The mapped object and field keywords are then used by a code generator to create the files used by the Hibernate library. Hibernate provides a way to store and retrieve data from a database as Java objects. It requires a set of Java classes that conform to the [http://en.wikipedia.org/wiki/JavaBean JavaBean] standard, as well as a set of XML mapping files. Our code generator creates these files at runtime, compiles them, and links them into Clotho so that Hibernate can function.
Tool API
The Tool API provides a standardized way for tools to interact, since all Clotho Tools must implement our ClothoTool interface in order to be loaded by the Tool Core. For example, take our sequence view tool. This tool is just a simple sequence editor based on [http://www.biology.utah.edu/jorgensen/wayned/ape/ ApE]. We would like this tool to be able to import sequence data from any other tool easily. Using the Tool API, this operation is very simple - we merely call the getData() method with the argument "sequence", since all Clotho Tools must have a getData() method. So in this example, the sequence view can query the Tool Core for a list of all active tools, display the list, and then import a sequence from a user-selected tool.

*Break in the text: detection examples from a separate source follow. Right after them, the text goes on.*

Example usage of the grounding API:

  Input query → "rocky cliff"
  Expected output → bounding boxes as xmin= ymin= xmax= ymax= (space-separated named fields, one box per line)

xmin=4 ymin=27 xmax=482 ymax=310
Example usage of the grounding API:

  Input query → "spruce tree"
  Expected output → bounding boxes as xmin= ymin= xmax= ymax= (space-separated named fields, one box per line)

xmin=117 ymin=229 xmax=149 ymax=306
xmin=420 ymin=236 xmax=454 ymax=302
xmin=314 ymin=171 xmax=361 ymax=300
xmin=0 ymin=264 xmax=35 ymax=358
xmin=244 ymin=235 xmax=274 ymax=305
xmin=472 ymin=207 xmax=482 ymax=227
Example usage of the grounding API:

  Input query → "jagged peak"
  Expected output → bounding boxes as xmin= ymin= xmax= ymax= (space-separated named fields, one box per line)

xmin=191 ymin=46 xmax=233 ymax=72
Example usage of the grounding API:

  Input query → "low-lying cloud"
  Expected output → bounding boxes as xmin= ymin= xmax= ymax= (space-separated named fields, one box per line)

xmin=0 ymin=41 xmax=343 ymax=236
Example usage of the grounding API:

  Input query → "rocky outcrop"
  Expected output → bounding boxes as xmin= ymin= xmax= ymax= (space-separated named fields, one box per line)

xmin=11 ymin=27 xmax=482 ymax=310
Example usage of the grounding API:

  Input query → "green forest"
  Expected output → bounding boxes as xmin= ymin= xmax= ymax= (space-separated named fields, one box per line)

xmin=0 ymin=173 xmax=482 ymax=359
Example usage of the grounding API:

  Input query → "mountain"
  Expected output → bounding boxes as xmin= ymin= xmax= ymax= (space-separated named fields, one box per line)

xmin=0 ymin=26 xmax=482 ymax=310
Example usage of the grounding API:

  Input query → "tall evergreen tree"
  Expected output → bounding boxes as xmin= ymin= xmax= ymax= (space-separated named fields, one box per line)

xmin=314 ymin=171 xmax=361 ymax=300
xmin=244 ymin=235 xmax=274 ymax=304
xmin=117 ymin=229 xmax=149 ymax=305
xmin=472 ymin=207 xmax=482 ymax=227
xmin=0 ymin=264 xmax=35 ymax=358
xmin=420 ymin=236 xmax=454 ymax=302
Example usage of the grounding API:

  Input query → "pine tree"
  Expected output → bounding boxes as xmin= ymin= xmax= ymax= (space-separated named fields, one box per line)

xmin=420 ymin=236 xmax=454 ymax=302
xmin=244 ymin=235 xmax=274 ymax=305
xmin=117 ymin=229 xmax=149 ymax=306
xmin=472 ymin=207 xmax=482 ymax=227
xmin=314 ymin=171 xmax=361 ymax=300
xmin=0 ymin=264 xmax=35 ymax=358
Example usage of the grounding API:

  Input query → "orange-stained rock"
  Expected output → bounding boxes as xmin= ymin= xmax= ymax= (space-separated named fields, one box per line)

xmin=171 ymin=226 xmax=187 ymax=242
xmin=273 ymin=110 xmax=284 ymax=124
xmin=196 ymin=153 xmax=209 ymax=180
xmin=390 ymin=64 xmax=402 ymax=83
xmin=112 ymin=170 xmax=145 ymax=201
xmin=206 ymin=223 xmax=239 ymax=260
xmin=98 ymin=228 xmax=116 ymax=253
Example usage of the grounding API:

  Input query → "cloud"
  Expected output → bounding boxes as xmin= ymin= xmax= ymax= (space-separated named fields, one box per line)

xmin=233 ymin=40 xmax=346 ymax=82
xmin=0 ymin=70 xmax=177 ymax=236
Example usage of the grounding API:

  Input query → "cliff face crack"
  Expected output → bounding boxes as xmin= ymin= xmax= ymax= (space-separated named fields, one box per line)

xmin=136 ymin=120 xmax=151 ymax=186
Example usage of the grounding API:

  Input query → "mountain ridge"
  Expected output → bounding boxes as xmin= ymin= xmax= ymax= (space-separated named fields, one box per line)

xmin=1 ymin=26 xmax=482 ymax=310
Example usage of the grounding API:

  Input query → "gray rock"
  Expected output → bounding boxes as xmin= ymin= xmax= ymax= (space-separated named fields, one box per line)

We realize that our Tool API doesn't solve all tool-to-tool communication problems - if two tools need to work very closely together, their code will still be more interdependent. However, our Tool API does provide a way to make tools that integrate easily with new tools.
Data API
The Data API provides tools with a simple and robust interface to external data sources. Using the same Clotho keywords as described earlier, tools can ask for data packaged up into Java objects. These objects will have types as specified by mapped object keywords. For example, the parts manager needs to work with biobrick and collections, so it will use Data API to ask for biobrick and collection objects. If these keywords were not mapped during the database connection process, then the parts manager will notify the user of an error. Otherwise, all the data that describes the biobricks and collections the parts manager needs use are returned as easy to use Java objects that can be queried for the data in their fields.
The Data API returns objects from the database as Datum objects. These Datum objects have data stored in their fields, as specified by the keywords files. For example, a biobrick object would have a sequence field. Datum objects present a set of getter and setter methods that take field keywords as an argument, and return the data in the given field.